No, this isn’t a romantic analysis. Hunter-gathers have challenges, have bloodshed with enemy tribes (though they generally recognize the right of their enemies to exist in the landscape), and they struggle with disease and hunger during difficult times. Modern humans have their own plagues that are far worse.
His belief that all these “primitive” people have been saved by his culture is a common worldview about humanity that can only be described as western/white supremacist, probably without this person being cognizant of this fact.
These were the same views used to justified the brutality and violence of European conquerors for the last 500 years across the world. These are views that continually drive brutality and violence across the world in Western Civilization’s expansive search and extraction of resources.
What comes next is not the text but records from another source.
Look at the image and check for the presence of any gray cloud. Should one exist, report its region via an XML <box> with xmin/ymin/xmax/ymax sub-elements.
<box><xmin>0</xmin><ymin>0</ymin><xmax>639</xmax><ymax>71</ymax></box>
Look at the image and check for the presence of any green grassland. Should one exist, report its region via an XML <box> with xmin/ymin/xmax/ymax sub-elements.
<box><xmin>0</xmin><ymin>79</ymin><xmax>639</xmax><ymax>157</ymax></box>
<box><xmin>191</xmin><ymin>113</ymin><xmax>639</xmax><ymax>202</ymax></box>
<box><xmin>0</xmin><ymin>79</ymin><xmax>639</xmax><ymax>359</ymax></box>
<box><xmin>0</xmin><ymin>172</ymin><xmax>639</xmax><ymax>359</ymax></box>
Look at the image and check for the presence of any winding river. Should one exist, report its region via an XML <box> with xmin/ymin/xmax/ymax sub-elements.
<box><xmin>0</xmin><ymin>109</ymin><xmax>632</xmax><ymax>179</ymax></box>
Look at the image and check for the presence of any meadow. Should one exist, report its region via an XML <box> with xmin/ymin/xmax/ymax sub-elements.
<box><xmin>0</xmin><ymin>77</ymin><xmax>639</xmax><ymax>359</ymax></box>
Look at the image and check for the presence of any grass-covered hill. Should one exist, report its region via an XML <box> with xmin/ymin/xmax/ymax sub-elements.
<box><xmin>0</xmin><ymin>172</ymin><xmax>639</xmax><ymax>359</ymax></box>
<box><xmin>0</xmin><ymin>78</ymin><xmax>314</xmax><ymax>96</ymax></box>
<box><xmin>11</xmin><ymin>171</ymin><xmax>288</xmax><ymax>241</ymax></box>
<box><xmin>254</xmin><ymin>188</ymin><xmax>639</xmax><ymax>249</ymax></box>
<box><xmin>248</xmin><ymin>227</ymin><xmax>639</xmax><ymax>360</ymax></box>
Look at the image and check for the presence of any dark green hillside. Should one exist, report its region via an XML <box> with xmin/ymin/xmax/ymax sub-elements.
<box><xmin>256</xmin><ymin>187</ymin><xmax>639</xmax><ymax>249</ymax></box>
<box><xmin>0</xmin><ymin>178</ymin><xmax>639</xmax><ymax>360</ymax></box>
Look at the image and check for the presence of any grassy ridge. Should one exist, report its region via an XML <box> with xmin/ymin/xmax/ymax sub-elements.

This is also inherent in the goal to extract immeasurable resources, remove people, plants and animals from land, all to fuel a so-called sustainable development and green energy fueled growth economy.
There is no “post colonialism.” Manifest destiny, the Doctrine of Discovery, all the God-based assumptions that define our world order are alive and well.
We have to see this for what it is. Christianity as a social institution is the driving force of these assumptions. If the spirituality of humanity was based on honoring all life and our Earth Mother, none of these things could be justified.
If you are angry with me for bagging on Christianity, realize that Christianity has been used to further the purposes of those with power over civilization… by kings and emperors. Be mad at them. Christianity is just a name. It is “by their fruits ye shall know them.” Look at the fruits of Christian institutional power. It has been a nasty and brutish fruit.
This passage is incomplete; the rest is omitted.